Step 5: Develop Preventive Actions

Actions to reduce probability of cause occurring:

CausePreventive ActionOwner
Consumer crashImplement idempotent processing with transactional outboxDev team
Queue overflowConfigure auto-scaling, set appropriate limitsPlatform
Network partitionDeploy in same availability zone initiallyInfra
DLQ misconfiguredPre-production DLQ testing with failure injectionQA

Step 6: Develop Contingent Actions

Actions to reduce impact IF problem occurs:

ProblemContingent ActionTrigger
Lost ordersReplay from audit log, manual reconciliationOrder count mismatch > 0.1%
Data sync failureActivate sync monitor, pause writes, manual fixSync lag > 5 minutes
Performance issuesActivate circuit breaker, failover to monolithp99 > 2s for 5 min

Step 7: Build Monitoring/Triggers

Define how you'll detect problems and when to activate contingent actions.

PPA Template

markdown
# Potential Problem Analysis: [Plan Name]
Date: [Date]

## Plan Summary
[Brief description of what will be implemented]

## Potential Problems
| # | Problem | P (H/M/L) | S (H/M/L) | Priority |
|---|---------|-----------|-----------|----------|
| 1 | | | | |

## High-Priority Problem Analysis

### Problem: [Name]
**Likely Causes:**
1. [Cause]

**Preventive Actions:**
| Cause | Action | Owner | Due |
|-------|--------|-------|-----|
| | | | |

**Contingent Actions:**
| Trigger | Action | Owner |
|---------|--------|-------|
| | | |

## Monitoring Plan
| What to Monitor | Threshold | Alert | Response |
|-----------------|-----------|-------|----------|
| | | | |

## Review Schedule
- Pre-implementation review: [Date]
- Post-implementation check: [Date]

Integrating the Four Processes

Typical flow for complex situations:

text
1. SA: "We have multiple issues after the release"
   → Separate concerns, prioritize
   → P0: Production errors (needs PA)
   → P1: Architecture decision (needs DA)
   → P2: Future release risks (needs PPA)

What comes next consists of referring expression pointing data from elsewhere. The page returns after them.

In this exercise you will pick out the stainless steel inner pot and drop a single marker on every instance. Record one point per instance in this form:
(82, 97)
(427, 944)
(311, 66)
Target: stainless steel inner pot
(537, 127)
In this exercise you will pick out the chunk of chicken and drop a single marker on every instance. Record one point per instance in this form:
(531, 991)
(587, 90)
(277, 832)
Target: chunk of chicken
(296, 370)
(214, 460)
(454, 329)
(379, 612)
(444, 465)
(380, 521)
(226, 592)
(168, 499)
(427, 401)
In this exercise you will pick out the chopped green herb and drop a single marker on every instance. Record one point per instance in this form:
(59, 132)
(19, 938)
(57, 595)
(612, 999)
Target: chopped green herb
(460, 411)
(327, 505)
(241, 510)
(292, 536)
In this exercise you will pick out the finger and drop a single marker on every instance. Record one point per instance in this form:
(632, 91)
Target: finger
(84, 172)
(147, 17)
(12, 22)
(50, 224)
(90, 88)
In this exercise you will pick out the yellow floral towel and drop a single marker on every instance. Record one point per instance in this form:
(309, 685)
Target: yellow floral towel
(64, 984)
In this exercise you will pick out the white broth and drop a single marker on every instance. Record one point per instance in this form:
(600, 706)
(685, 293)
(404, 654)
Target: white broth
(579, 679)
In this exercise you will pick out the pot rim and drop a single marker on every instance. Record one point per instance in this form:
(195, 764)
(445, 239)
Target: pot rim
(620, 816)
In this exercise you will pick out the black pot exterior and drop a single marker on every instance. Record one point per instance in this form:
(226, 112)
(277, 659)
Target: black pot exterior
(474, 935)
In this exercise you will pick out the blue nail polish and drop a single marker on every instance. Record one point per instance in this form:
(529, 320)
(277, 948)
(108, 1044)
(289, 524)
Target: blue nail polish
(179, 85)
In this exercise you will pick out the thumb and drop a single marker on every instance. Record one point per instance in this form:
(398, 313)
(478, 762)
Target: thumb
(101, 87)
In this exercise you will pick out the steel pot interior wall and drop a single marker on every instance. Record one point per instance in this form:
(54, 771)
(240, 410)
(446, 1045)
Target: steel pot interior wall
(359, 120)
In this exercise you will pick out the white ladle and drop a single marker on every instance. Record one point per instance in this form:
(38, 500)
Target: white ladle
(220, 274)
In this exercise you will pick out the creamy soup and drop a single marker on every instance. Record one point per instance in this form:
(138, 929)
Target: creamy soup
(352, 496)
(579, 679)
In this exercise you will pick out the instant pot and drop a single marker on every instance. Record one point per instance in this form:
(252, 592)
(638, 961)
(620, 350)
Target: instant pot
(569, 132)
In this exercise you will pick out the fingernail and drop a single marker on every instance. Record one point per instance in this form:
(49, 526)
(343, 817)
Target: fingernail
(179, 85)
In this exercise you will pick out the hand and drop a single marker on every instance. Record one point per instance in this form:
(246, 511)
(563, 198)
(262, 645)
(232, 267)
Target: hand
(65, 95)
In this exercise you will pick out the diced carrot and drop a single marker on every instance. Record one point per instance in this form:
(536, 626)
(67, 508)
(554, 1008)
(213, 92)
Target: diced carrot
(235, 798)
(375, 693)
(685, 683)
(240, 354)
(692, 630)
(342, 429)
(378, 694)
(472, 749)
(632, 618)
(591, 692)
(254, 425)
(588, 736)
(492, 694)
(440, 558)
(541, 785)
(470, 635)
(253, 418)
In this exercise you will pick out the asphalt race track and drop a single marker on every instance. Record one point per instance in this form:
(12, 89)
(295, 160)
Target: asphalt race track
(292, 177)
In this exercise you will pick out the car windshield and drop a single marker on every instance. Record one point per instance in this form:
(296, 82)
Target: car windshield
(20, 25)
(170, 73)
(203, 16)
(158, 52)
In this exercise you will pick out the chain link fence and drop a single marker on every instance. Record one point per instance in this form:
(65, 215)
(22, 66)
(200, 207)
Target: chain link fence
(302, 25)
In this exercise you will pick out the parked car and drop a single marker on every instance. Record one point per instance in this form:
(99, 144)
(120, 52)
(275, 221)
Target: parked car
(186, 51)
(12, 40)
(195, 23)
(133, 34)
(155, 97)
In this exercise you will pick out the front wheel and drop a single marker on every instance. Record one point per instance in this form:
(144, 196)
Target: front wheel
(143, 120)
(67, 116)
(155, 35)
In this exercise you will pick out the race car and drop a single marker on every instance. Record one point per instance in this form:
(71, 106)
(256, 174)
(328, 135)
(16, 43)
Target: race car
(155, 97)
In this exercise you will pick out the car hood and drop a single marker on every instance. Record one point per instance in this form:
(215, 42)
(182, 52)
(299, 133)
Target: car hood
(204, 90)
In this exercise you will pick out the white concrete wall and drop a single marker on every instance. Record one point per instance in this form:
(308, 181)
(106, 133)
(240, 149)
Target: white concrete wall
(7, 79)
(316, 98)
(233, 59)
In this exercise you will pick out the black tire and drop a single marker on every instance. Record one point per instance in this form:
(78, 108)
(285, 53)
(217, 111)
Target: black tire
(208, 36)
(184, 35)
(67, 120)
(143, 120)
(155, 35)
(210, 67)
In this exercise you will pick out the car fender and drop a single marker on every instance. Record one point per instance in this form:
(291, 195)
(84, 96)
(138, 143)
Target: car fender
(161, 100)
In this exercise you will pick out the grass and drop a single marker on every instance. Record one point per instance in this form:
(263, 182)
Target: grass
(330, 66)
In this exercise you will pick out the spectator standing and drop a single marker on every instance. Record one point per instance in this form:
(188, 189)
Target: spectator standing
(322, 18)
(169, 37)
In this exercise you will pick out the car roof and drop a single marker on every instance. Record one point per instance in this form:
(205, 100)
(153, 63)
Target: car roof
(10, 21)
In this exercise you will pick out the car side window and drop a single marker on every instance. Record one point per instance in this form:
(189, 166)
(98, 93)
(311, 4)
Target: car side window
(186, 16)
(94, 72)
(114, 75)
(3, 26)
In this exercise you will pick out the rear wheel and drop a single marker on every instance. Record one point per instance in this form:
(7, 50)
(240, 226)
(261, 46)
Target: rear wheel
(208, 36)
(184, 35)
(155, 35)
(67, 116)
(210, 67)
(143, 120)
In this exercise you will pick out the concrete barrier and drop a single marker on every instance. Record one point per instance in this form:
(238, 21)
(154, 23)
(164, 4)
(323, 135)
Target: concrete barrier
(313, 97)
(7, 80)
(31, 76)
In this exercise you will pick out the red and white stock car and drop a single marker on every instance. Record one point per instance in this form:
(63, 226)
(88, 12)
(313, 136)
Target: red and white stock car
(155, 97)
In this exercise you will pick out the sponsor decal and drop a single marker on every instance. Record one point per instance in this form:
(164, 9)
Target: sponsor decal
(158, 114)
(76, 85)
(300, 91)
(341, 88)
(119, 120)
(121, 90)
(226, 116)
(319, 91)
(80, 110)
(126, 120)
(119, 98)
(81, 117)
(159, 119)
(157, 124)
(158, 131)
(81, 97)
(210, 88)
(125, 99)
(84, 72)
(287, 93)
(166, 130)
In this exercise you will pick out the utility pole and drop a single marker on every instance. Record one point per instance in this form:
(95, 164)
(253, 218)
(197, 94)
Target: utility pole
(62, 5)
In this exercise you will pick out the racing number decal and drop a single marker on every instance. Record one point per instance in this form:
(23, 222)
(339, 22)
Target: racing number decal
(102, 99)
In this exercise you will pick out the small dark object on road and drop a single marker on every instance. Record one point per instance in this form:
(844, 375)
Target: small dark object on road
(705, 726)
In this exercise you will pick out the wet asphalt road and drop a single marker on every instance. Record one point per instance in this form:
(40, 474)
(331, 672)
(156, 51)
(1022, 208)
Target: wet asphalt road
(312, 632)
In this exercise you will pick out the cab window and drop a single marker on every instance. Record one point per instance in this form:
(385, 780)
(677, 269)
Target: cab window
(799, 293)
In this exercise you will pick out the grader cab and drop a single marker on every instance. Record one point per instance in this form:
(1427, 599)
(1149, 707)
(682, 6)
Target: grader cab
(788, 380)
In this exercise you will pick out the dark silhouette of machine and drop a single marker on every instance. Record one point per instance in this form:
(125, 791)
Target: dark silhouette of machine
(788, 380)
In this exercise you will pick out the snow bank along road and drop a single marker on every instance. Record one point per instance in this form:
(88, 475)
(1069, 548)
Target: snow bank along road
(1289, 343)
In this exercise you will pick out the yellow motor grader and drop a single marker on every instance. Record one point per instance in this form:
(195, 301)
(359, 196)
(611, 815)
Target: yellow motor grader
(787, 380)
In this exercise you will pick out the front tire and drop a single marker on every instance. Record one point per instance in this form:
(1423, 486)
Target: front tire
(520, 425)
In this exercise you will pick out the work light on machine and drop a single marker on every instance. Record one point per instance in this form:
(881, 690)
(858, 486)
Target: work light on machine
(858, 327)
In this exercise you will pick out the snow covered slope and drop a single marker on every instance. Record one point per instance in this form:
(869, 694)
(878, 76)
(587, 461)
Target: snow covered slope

2. PA: Investigate production errors
   → IS/IS-NOT analysis
   → Identify root cause
   → Feeds solution options into DA

3. DA: Choose solution approach
   → Define objectives
   → Score alternatives
   → Select best option
   → Risk assessment feeds PPA

4. PPA: Plan implementation
   → Identify what could go wrong
   → Preventive and contingent actions
   → Monitoring plan

Integration with Other Thinking Skills

SkillIntegration Point
thinking-pre-mortemUse as input to PPA—pre-mortem identifies problems, PPA develops mitigations
thinking-inversionUse in PA—invert "what would cause this?" to identify possible causes
thinking-first-principlesUse in DA—challenge MUST criteria, are they truly fundamental?
thinking-debiasingApply checklist when scoring DA alternatives, evaluating PA causes
thinking-systemsUse in SA—understand how concerns interconnect, avoid siloed analysis
tools-debugging-root-causePA complements debugging—PA for systematic cause identification, debugging for code-level investigation

Verification Checklist

  • Used appropriate KT process for the situation type
  • SA: All concerns listed, separated, and prioritized with TIT criteria
  • PA: IS/IS-NOT fully specified across all four dimensions
  • PA: Each possible cause tested against specification
  • DA: MUST/WANT clearly separated, MUSTs are truly non-negotiable
  • DA: Weighted scores calculated, not just intuition
  • PPA: High P×S problems have both preventive and contingent actions
  • PPA: Triggers defined for contingent action activation
  • Analysis documented for future reference and team alignment

Key Questions by Process

Situation Analysis

  • "What are ALL the concerns we're facing?"
  • "Is this one problem or several?"
  • "What's the timing, impact, and trend?"
  • "Which process should we use for each concern?"

Problem Analysis

  • "What specifically IS happening vs IS NOT?"
  • "What's unique about where/when this occurs?"
  • "What changed in, on, or around the distinctions?"
  • "Does this cause explain BOTH the IS and IS-NOT?"

Decision Analysis

  • "What are the MUST-have requirements?"
  • "How important is each WANT relative to others?"
  • "How well does each alternative satisfy each objective?"
  • "What risks come with each alternative?"

Potential Problem Analysis

  • "What could go wrong with this plan?"
  • "What would cause each problem?"
  • "How can we prevent the cause?"
  • "If it happens anyway, how do we minimize damage?"